Tissue Rotation of the Xenopus Anterior-Posterior Neural Axis Reveals Profound but Transient Plasticity at the Mid-Gastrula Stage

Author Department

Medicine; Pediatrics

Document Type

Article, Peer-reviewed

Publication Date



The establishment of anterior-posterior (AP) regional identity is an essential step in the appropriate development of the vertebrate central nervous system. An important aspect of AP neural axis formation is the inherent plasticity that allows developing cells to respond to and recover from the various perturbations that embryos continually face during the course of development. While the mechanisms governing the regionalization of the nervous system have been extensively studied, relatively less is known about the nature and limits of early neural plasticity of the anterior-posterior neural axis.

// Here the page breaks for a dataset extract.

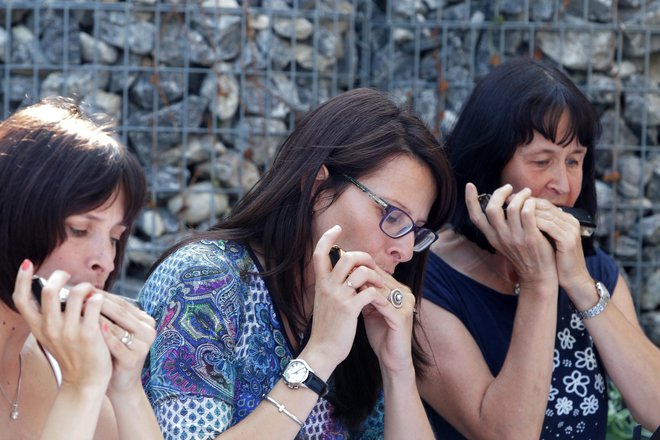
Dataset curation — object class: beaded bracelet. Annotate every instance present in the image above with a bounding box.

This study aims to characterize the degree of neural axis plasticity in Xenopus laevis by investigating the response of embryos to a 180-degree rotation of their AP neural axis during gastrula stages by assessing the expression of regional marker genes using in situ hybridization. Our results reveal the presence of a narrow window of time between the mid- and late gastrula stage, during which embryos are able undergo significant recovery following a 180-degree rotation of their neural axis and eventually express appropriate regional marker genes including Otx, Engrailed, and Krox. By the late gastrula stage, embryos show misregulation of regional marker genes following neural axis rotation, suggesting that this profound axial plasticity is a transient phenomenon that is lost by late gastrula stages.

Keywords: Xenopus; anterior–posterior; axis formation; embryo; gastrula; neural; plasticity.